Subject: Re: Open Source Business Found Parasitic, and the ADCL
From: Rick Moen <rick@linuxmafia.com>
Date: Sat, 15 Mar 2003 13:39:04 -0800

Quoting Chris F Clark (cfc@world.std.com):

> The closest approximation I'm aware of is "sell the present, free the
> past".  It's not a bad model.

As you probably know, this is what L. Peter Deutsch's AFPL Ghostscript
(formerly Aladdin Ghostscript) does.

> However, some of us would like to truly give our current code away in
> a truly open source form and still sell it.  I myself am dealing with
> exactly that conundrum.  

It's a difficult problem, and I'm in sympathy with people wanting to
find a way.  Depending on the product, it might be possible to issue an
instance of the core piece of your product under a copyleft licence
without impairing your ability to sell the complete product as generally
packaged.  Whether this arrangement is beneficial depends, of course, on
the nature of the product:  Conceivably, with a suitable type of core
component -- say, an encryption engine -- this would let the entire
world more-properly appreciate the design (and even contribute to it, if
they wished).  At the same time, the copyleft provisions covering that
code instance would (or might, for an appropriate product) prevent
competitors from proprietising your code:  That right would be reserved
to you as copyright holder.  People wishing to incorporate the core
component into proprietary code would be obliged to acquire from you a
separate code instance under your choice of proprietary terms.

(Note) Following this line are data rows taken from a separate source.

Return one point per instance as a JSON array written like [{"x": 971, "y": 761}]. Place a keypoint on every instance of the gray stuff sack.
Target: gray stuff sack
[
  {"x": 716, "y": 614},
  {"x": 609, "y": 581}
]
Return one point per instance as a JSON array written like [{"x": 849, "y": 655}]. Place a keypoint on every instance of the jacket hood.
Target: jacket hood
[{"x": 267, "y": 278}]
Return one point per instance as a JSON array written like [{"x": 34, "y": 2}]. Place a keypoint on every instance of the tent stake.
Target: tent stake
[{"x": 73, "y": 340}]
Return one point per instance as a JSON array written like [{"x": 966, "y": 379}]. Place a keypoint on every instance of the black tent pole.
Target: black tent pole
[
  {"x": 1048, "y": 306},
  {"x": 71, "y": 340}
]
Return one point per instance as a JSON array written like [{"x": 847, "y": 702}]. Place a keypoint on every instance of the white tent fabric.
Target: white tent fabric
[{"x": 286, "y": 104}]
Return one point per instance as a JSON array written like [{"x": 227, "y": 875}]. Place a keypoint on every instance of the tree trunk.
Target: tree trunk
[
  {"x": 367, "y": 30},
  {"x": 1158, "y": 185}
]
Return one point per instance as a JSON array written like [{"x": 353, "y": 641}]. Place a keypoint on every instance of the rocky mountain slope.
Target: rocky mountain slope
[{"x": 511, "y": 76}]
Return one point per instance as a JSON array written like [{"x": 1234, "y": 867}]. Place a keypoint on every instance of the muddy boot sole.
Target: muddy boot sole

> And despite the apprehensions of some members of this list, assuming
> that the only reason to want to do so, is to hijack the open source
> concept for commercial gain, there are propretary software vendors out
> there who wish to make their software more open source, one small step
> at a time, not for any self-serving reason, but simply because it has
> the "right" feel.

I think this is generally understood.  I imagine most parts of the
open source community just object to occasional efforts (not from you!) 
to misapply the term "open source" to clearly proprietary licensing, or
lobby the OSI Board to approve such licences.

Rhetoric from certain commercial interests (not from you) about the OSD
"requiring" businesses to do things, open source being "parasitic", etc.
just becomes tiresome noise and special pleadings after a while.

> Better for us would be a license that was closer to open source (or
> better yet truly open source) that recognized that derived works were
> still a right that as the original copyright owners we retained.

Unfortunately for this initiative, the right to fork (OSD provision #3)
is pretty much _the_ core concept of open source.  In my view, pretty
much the entire rest of the OSD is "fencing" around that central idea, 
aiming to prevent people guaranteeing it ostensibly but not in
substance.

It's possible that what you describe is nonetheless possible in an
OSD-compliant licence, and I'm just not yet understanding what you have
in mind.

-- 
Cheers,            There are only 10 types of people in this world -- 
Rick Moen          those who understand binary arithmetic and those who don't.